Benefacta sua verbis adornant—They enhance their favours by their words.

Bona malis paria non sunt, etiam pari numero; nec lætitia ulla minimo mœrore pensanda—The blessings of life do not equal its ills, even when of equal number; nor can any pleasure, however intense, compensate for even the slightest pain.

Dolendi modus, timendi non autem—There is a limit to grief, but not to fear.

Dolori affici, sed resistere tamen—To be affected with grief, but still to resist it.

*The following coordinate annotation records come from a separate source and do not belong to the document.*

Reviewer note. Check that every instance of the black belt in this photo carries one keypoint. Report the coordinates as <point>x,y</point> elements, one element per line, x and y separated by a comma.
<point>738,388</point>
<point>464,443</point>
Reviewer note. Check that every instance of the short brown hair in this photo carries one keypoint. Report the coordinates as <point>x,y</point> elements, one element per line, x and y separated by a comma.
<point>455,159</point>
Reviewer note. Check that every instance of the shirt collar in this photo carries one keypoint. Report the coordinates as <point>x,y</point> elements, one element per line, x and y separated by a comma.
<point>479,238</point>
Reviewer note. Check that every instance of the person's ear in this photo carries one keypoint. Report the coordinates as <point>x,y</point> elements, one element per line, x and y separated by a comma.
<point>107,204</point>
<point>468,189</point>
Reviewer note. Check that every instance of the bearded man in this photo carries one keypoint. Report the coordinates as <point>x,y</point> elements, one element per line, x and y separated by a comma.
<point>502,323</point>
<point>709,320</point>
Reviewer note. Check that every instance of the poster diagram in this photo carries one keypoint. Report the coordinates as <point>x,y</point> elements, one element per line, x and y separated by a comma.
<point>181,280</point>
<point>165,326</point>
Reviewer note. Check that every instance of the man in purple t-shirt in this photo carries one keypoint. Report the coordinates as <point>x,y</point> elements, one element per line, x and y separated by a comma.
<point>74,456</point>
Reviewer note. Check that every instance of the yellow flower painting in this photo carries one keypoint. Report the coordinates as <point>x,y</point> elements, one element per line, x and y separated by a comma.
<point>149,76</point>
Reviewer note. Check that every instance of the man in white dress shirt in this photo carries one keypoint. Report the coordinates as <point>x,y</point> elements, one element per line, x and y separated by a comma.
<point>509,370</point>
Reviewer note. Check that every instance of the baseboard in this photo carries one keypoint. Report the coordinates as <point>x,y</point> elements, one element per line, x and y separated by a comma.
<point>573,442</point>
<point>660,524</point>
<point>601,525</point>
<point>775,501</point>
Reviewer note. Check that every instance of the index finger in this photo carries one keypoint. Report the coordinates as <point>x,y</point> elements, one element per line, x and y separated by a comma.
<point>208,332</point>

Ea sub oculis posita negligimus; proximorum incuriosi, longinqua sectamur—We disregard the things which lie under our eyes; indifferent to what is close at hand, we inquire after things that are far away.

Est demum vera felicitas, felicitate dignum videri—True happiness consists in being considered deserving of it.

Est natura hominum novitatis avida—It is the nature of man to hunt after novelty.

Historia quo quomodo scripta delectat—History, however written, is always a pleasure to us.

Ignis sacer—“St. Anthony’s fire.

Lust is an enemy to the purse, a canker to the mind, a corrosive to the conscience, a weakness of the wit, a besotter of the senses, and a mortal bane to all the body.

Man is the weeping animal born to govern all the rest.

Men are most apt to believe what they least understand.

Multum, non multa—Much, not many.

Ne sutor supra crepidam—Let the cobbler stick to his last.

Never do anything of the rectitude of which you have a doubt.

Nullus est liber tam malus, ut non aliqua parte prosit—There is no book so bad that it may not be useful in some way or other.

Proximorum incuriosi, longinqua sectamur—Uninquisitive of things near, we pursue those which are at a distance.

Tanto brevius omne tempus, quanto felicius—The happier the moments the shorter.